Active noise cancelling technology hasn’t really been something you find in full-size wireless headphones, but French innovators Parrot hope to change that with a new pair of cans aimed at cutting the background noise out of any situation.
“Innovation is at the heard of everything we do,” said Parrot Australia’s Managing Director, Chris Roberts. “The consumer shouldn’t have to have a product that’s exactly the same as the person sitting next to them.”
The specs on here are certainly impressive, but how the headphones aim to use it is also interesting.
Parrot’s patented noise cancellation technology takes advantage of five microphones – three on the outside of the cans, one on the inside of each can – to silence up to 25dB of ambient noise or the drone of engines. Digital Signal Processing aims to improve what’s on offer with an iOS and Android app that can make the headphones emulate the sound of a concert hall, pushing the musical soundscape in front of you if desired.
Wireless is the name of the game with this tech, with Bluetooth used and NFC for pairing (if your device supports it), but there is a 3.5mm headset cable if you prefer to plug directly in.
Controlling the headphone is handled through a capacitive panel on the right headphone, where you can change volume by swiping up and down, or change track by swiping left and right.
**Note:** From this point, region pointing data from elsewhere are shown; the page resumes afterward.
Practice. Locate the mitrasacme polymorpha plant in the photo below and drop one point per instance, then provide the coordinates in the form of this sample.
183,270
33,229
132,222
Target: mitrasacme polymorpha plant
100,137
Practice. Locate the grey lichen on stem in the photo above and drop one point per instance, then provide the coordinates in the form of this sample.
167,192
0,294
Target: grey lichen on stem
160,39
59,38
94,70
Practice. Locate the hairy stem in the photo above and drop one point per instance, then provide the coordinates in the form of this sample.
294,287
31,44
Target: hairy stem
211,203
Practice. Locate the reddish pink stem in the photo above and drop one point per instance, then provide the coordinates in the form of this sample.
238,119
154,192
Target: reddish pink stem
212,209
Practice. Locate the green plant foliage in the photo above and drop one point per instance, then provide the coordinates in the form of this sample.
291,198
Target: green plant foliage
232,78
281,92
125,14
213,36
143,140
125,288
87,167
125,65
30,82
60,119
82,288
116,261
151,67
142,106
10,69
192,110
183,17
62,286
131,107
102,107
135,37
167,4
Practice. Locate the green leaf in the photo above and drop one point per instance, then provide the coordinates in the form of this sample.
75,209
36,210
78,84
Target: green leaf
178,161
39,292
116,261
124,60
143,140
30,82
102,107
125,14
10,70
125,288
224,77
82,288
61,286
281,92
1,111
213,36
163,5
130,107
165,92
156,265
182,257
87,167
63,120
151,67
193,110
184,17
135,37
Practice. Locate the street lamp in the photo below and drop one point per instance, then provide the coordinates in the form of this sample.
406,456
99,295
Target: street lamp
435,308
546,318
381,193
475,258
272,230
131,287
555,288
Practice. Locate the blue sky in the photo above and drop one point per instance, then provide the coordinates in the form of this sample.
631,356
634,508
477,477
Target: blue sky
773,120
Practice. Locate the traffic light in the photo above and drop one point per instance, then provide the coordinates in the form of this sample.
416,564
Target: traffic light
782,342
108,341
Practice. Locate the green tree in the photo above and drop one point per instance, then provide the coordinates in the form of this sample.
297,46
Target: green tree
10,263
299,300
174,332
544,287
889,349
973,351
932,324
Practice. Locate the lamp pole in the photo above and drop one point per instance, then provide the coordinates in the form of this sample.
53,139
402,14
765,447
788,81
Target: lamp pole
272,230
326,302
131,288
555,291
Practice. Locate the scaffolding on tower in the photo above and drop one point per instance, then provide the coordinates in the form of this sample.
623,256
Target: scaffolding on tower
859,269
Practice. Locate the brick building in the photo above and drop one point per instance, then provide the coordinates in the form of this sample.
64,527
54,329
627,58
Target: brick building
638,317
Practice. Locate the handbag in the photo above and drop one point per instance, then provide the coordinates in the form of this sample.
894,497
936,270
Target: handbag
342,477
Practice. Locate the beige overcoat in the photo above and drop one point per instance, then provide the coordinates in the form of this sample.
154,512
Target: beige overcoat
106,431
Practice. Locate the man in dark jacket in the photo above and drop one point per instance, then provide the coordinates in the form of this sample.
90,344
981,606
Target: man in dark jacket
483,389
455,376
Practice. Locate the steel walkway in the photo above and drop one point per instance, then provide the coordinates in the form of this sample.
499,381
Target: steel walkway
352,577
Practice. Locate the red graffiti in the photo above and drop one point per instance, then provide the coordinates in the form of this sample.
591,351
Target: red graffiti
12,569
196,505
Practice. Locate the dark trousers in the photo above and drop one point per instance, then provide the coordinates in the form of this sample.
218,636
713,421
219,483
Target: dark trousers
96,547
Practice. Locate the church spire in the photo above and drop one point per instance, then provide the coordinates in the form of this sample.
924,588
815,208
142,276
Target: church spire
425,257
There’s also bone conduction technology in there for analysing jawbone vibrations when talking on the phone and improving the volume of what you’re saying, as well as a head sensor which can switch the headphones to standby if you pull them off and sit them around your neck, allowing you to talk on the phone with the handset to your ear.
“Why should you have a product full of technology with poor design?” Mr. Roberts said this week at the Parrot Zik launch. “We wanted to create multimedia products that became timeless.”
To accomplish this, Parrot teamed up with world-renowned French designer Philippe Starck, the same person responsible for Parrot’s Zikmu speakers released last year.
“Sound, and consequently music, are just a search of one’s own world,” said Philippe Starck. “The more the sound is close to you, the more you’ll like the music and feel comfortable. The headphones are perfectly balanced and almost seem fused, looking like a mere extension of the human body and all its needs.”